L’architecture de Chrome rend le problème du parc visible. Sur Windows, macOS, ChromeOS, Linux et Android, Chrome a engagé une transition vers son propre magasin de racines et son vérificateur intégré. Sur iOS, les règles de la plateforme Apple s’imposent. Une politique d’entreprise a aussi permis temporairement de choisir entre le magasin Chrome et celui du système, et Chrome peut reprendre des racines locales explicitement approuvées par le système. Le nom du navigateur ne suffit donc pas à identifier la source de confiance.

Microsoft révèle une autre divergence. Sa documentation distingue Removal, EKU Removal, Disallow, Disable et NotBefore. Le retrait d’une racine de la liste de confiance rend ses chaînes non fiables par défaut, mais certains magasins autorisent encore une installation manuelle. Disallow est plus fort : la racine entre dans la liste des certificats interdits et une installation manuelle ne rétablit pas simplement la confiance. Disable et NotBefore ont encore d’autres effets temporels et fonctionnels.

Ces états passent par un mécanisme de mise à jour. Les clients Windows connectés peuvent recevoir automatiquement les listes de confiance et d’interdiction. Un parc isolé peut rediriger ces listes vers un serveur interne. Microsoft décrit comment vérifier séparément AuthRoot et Disallowed ainsi que leur dernière synchronisation. Une stratégie publiée sur un serveur ne prouve pas qu’un terminal l’a consommée.

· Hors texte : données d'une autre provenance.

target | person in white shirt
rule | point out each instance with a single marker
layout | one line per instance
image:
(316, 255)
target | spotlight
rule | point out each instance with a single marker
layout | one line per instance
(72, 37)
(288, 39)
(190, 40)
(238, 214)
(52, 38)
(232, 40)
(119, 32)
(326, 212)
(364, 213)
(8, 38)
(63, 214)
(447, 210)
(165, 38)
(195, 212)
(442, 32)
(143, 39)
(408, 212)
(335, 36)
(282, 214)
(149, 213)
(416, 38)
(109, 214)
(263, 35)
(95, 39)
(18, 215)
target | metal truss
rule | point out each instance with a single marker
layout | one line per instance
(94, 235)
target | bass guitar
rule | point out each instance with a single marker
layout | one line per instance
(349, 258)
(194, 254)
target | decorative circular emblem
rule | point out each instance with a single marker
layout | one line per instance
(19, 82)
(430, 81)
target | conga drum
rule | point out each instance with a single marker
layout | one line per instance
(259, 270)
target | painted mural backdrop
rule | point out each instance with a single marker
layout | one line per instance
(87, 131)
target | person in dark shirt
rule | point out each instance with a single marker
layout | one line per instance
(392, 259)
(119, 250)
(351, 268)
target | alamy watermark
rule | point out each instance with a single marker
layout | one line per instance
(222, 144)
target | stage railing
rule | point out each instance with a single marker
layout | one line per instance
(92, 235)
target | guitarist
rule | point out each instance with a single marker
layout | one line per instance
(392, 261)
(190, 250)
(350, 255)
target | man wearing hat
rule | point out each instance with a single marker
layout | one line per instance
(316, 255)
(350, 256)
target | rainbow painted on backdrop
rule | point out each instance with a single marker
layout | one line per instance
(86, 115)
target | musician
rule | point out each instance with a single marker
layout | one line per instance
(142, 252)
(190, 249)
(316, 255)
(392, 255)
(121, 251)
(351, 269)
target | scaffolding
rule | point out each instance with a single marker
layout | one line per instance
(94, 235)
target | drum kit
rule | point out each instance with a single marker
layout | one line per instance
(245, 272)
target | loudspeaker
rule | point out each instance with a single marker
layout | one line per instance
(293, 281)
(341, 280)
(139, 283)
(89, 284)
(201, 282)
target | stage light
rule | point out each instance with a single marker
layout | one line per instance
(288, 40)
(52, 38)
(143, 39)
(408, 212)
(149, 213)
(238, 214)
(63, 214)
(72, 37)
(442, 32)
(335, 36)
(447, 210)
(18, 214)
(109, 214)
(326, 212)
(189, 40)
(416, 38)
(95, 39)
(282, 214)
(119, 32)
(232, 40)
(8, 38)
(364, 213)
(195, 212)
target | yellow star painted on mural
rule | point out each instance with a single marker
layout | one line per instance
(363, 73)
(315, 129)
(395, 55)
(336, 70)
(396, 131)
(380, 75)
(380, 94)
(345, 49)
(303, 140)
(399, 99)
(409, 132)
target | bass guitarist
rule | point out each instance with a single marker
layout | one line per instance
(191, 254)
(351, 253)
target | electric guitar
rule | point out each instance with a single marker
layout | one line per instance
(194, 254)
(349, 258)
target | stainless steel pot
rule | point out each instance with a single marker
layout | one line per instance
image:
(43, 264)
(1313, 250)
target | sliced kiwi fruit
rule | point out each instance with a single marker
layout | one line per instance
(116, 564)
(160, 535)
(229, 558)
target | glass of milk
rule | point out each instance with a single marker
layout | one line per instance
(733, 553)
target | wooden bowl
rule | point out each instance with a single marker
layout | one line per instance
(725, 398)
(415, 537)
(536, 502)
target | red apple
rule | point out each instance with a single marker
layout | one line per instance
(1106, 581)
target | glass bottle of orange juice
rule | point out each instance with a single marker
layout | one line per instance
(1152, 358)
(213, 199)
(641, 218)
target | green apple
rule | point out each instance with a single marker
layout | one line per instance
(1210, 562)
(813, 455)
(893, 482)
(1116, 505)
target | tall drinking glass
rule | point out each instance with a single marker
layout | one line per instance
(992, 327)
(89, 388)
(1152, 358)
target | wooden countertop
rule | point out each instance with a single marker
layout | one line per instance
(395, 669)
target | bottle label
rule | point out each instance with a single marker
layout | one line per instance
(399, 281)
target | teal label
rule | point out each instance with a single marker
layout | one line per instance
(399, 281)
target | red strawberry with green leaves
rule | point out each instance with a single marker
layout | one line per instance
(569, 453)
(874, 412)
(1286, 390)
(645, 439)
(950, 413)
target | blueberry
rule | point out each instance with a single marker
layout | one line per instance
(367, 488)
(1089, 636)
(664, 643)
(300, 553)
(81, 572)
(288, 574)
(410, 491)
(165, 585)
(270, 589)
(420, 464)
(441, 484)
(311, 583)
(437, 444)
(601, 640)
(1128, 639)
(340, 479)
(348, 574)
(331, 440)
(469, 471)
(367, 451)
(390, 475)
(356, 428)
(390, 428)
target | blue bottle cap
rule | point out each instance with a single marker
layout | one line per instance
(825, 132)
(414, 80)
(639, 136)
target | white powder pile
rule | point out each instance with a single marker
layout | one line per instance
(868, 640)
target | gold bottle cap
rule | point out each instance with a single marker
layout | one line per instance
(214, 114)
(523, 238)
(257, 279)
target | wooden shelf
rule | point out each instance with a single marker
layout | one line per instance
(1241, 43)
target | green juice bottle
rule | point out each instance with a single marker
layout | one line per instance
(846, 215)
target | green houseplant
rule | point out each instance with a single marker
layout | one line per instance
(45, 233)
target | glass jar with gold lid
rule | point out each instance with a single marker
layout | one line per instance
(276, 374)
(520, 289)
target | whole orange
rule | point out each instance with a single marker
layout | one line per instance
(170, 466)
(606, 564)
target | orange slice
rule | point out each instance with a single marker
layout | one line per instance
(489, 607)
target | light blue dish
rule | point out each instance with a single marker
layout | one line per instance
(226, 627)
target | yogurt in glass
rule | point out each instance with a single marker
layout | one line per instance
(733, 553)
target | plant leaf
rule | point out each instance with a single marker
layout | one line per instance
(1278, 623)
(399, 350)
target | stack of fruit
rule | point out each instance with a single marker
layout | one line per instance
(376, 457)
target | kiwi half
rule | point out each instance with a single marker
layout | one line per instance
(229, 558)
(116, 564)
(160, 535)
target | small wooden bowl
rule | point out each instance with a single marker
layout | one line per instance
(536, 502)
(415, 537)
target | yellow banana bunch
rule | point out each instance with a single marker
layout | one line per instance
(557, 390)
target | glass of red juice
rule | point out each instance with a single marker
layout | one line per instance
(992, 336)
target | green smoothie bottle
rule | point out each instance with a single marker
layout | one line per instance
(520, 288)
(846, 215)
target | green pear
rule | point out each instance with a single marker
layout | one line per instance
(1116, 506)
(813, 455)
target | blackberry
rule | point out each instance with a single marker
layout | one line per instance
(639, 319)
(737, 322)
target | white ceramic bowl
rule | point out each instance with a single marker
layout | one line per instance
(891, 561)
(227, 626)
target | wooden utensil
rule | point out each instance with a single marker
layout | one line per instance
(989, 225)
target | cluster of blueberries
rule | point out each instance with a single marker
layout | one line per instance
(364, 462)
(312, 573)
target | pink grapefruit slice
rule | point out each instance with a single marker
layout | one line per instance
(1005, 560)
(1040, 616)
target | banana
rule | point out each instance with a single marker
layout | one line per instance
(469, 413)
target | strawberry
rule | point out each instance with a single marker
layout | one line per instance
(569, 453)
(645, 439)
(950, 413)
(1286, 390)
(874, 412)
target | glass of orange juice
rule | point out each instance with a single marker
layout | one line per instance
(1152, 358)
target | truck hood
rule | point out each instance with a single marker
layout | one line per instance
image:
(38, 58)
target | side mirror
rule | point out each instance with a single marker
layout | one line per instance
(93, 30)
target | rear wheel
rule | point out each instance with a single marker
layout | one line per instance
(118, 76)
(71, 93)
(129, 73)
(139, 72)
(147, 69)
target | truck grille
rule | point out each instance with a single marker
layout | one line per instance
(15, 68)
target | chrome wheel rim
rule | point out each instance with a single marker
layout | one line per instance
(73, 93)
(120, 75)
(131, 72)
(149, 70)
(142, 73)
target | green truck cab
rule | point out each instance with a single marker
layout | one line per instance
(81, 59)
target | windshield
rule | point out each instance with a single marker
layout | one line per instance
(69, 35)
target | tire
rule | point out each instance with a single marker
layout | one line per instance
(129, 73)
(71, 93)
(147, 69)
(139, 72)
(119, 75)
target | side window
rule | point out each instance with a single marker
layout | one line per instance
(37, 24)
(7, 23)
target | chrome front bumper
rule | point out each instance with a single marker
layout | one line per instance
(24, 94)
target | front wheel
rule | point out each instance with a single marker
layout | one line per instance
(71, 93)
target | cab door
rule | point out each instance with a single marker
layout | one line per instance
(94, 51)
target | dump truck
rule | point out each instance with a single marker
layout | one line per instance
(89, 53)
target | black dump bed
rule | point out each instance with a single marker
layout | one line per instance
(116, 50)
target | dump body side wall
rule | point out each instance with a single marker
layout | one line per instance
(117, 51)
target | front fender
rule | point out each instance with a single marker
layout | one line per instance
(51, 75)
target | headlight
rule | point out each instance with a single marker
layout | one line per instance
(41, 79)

Apple publie un magasin racine partagé et archive les versions précédentes. La version installée devient donc un élément de preuve. Elle rappelle aussi qu’un appareil ancien n’est pas défini par la liste actuelle d’une page web. Mozilla distingue de même la désactivation de droits de confiance et le retrait du certificat, peut planifier l’une ou l’autre mesure et permet aux distributeurs dérivés de maintenir une sélection différente.

Nommer l’action avant de la mesurer

« Retirer la racine » est trop vague pour piloter un incident. L’objectif peut être de refuser toutes les chaînes, seulement les certificats émis après une date, un usage particulier ou une racine dans un programme donné, tout en conservant une exception privée. Chaque action exige un résultat de test différent.

Le dénominateur n’est donc pas le nombre d’appareils enrôlés, mais les cohortes de systèmes de validation : navigateur et version, magasin du système, environnement applicatif, magasin de certificats du runtime, image de base, micrologiciel, client embarqué et dérogation administrée. Pour chacune, il faut conserver l’empreinte de la racine, la chaîne observée et le résultat attendu. Un vieux client qui continue à se connecter après une défiance de sécurité est en échec, même si la supervision de disponibilité reste verte.

Les documents publics établissent des politiques et des mécanismes de distribution. Ils ne révèlent ni l’inventaire d’un opérateur, ni ses dérogations, ni la cadence de ses micrologiciels. La conclusion opérationnelle est une inférence : le changement doit être rapproché des systèmes qui valident réellement le processus métier. Elle n’impute aucune panne à un client, un opérateur de racine ou une plateforme.